The other core elements of the week that stood out to me, because I could genuinely talk about the whole experience for hours if you asked me to, have to be the food and the friendships. Due to being fairly off grid the entire (vegetarian with vegan options) menu had been planned in advance; I remember seeing the fridge on the first day packed to the brim with an assorted rainbow of fruits and vegetables and internally squealing with joy at the prospect of eating them all. Cooked by retreat volunteers Gabi and Jill, regular favourites of homemade porridge, chia puddings and an abundance of fresh foods appeared each day, alongside a carousel of salads, stews and grains through the day. It was incredibly nutrient dense, and the kind of eating rhythms I aim to achieve in my own life one day (I’m not quite there yet). The main sugar was found in the form of local honey, herbal teas and fresh coffee were always on hand, and various bowls piled high with fruit were only ever a few feet away if you fancied a snack. Despite probably eating more than I ever would on a normal day at home, I never felt bad after eating. I felt full and I felt fuelled, and I felt a healthier relationship with both food and my body than I have in a long, long time. Even with my slightly skewed insides having a little grumble.
On many days it also rained, again removing my preconceived notion that we’d be sweating away under European sun, forcing our way into some sort of peak physical condition. Instead, the rain drew us inward, and towards each other. Alongside the other EWC gals – Holly, Alden, Annie, Florine, and photographer Monique – we were also joined by four other beautiful women alongside those running the retreat. Each person there was completely unique and special in their own way. We started the week as strangers. Our first breakfast together on the Monday morning was held in a kind of hushed quiet; only gentle conversations that were just above a whisper floated through the air as we came together for the first time. By the last evening, the Friday night, we laughed loud and late into the night over glasses of local wine, joking and animatedly discussing all sorts of topics like the firmest of old friends. I shared a room with Annie, who I had never met in person before, and by the last night nearly everything she said had me in stitches of laughter. I still miss her deadpan one liners now.

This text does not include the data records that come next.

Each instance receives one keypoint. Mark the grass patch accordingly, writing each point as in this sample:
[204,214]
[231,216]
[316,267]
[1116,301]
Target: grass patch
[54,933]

The rain, something that would normally be a hindrance on a Europe trip like this, ended up being just the thing we needed. It stopped us from splitting off into continual solitude of being outside in the sun, and it brought forth deeper conversations than you could imagine having after knowing someone for less than 24 hours. We gathered together in the large living and dining space each day to shelter from the consistent wetness, a gentle fire burning, and we were together. People got to know each other properly. We laughed, listened to music, and read. Oh did we read. I finished an 850 page book in six days and was reminded of my teenage summers in Spain where books were the only option, and I maybe had internet access once every two weeks. It felt like a past version of myself, too long dormant thanks to technology and large cities and feeling the weight of every problem in the world, was coming alive again. I don’t feel like I ‘lost’ myself and suddenly ‘found’ her again in the Portugal, but I feel like a part of myself that I had been asleep to was allowed to join the rest of me. I felt more wholly like myself.

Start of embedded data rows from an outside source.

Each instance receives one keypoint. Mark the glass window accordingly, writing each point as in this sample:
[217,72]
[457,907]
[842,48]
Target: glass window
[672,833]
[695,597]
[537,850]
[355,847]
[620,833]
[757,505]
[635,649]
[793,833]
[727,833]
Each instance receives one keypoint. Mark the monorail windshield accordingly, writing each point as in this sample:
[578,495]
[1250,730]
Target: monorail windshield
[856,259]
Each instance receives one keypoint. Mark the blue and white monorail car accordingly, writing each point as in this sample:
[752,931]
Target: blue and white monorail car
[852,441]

Sustainable yoga wear provided by Asquith London
Sustainable shorts by FAIRE (that’s right contemporary dancers, actually sustainable shorts!)

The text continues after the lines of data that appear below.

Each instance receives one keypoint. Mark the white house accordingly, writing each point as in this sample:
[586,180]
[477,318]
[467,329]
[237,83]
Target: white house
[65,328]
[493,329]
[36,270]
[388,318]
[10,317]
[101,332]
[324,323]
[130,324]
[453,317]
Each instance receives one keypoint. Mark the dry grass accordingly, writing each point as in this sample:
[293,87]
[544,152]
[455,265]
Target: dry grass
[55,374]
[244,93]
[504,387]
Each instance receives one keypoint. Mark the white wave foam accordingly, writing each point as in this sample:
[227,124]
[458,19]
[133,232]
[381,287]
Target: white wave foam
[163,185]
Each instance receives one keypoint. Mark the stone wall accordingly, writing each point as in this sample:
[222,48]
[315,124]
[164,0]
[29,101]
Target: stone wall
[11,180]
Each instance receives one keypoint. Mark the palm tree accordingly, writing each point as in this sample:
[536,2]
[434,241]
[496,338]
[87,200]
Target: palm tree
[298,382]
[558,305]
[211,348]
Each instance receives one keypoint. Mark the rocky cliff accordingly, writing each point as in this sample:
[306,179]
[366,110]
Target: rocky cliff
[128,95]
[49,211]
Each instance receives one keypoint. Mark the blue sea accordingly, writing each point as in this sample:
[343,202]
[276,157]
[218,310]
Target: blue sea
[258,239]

Sustainable sunglasses from Peep
And I guess finding a more whole sense of myself was what this entire retreat was for me. I took away a lot of practical information, beautiful memories and new friendships, but it’s the longer lasting transformation that I can feel staying with me. I’m caring for myself more than I ever have before, both physically in the herbs and lifestyle choices that I learned about, but also mentally and spiritually. I was treating a lot of my mental health like an academic subject, observing myself from the outside whilst being completely cut off from my feelings. Since coming back I’ve felt more alive to myself, I’ve given myself more space and permission, I’ve listened to my body and I’ve listened to my mind. I’ve already seen the benefits of these choices.
It’s so easy to never give ourselves space, to cut off the parts of us that aren’t making us efficient, or productive, or successful. This retreat was a rekindling and a restoring to being the fully three dimensional person that I want to be. If you have the chance to experience it for yourself, I couldn’t recommend it enough.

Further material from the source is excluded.